With an agenda built on a tripartite pact of artistic events (screenings, music, drawing), social engagement, and aesthetic preservation, the social club uses the Sunview as a place to convene community. Accordingly, weekly Spanish classes, a monthly Black & Pink letter writing group, a “Run a Luncheonette” Kids’ Summer Camp, and a Marxist reading circle (Members: 2) all find a home in the present space. A tool lending library and member-use Risograph machine are on the premises. An open door means come on in.

As for money, again, the Social Club follow’s Bea’s lead. Following a mission that is “Resistant to traditional forms of commerce, commodification, and gentrification,” the Sunview relies on dues to pay the bills, and eschews a pay-for-entry model. “Most of our members share some sense of non-monetary euphoria,” admits Chad.

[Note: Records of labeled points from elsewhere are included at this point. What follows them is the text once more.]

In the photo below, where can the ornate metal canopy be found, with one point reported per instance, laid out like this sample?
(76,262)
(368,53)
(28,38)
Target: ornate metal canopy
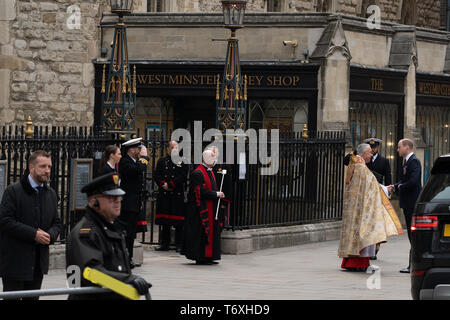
(119,88)
(231,93)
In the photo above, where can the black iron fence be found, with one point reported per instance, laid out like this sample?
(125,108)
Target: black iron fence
(308,186)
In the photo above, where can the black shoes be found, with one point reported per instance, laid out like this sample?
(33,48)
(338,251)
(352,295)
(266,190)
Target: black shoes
(134,264)
(205,262)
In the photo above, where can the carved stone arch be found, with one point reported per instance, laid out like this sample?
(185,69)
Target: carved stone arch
(363,5)
(409,12)
(327,5)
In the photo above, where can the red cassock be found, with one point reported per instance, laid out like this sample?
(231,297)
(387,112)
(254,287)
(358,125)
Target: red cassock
(202,231)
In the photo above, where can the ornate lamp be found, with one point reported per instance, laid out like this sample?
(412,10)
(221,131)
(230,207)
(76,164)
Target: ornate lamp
(119,88)
(231,94)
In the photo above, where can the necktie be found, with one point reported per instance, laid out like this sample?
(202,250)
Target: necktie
(40,192)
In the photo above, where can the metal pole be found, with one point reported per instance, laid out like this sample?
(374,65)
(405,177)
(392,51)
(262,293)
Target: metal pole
(51,292)
(56,292)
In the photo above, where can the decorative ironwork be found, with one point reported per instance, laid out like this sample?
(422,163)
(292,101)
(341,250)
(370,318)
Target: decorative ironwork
(434,125)
(119,89)
(379,120)
(231,99)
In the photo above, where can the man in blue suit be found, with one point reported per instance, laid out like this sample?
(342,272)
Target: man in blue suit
(410,185)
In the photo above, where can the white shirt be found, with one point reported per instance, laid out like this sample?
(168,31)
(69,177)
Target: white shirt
(374,157)
(33,183)
(408,156)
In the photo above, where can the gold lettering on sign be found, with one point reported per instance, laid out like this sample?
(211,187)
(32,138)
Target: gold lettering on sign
(435,89)
(211,80)
(376,84)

Intimate, honest, broke, and confident, the Sunview is an anomaly in a world gone drunk with other things. The result is a physical space, and it’s attendant memories, that stands as something of a miracle in today’s Greenpoint.

QUOD ULTIMUM MIRACULUM
And it is this miracle that I submit as the final evidence in the Beatification of Bea Koutros.

For if a miracle is still required to secure the respect of the Holy See, than the Bea’s diner passes muster, as it is clearly through her intercession that the Sunview finds itself alive and well in today’s New York. After all, the principal values it celebrates are nothing less than the shared spaces between us, which by definition resist commodification, confront polarization, and — if allowed! — give rise to a hopeful shared perspective on all that is under siege in today’s New York City, to say nothing of the world at large.

So, it is fitting that here, on Saint Bea’s name day, we remember her — giver of food and grain, faithful convener of wayward spirits, queen of the $1.25 hamburger — and perhaps even offer up a prayer in her Sainted Name, to preserve and expand all that is good in Greenpoint, even against great odds.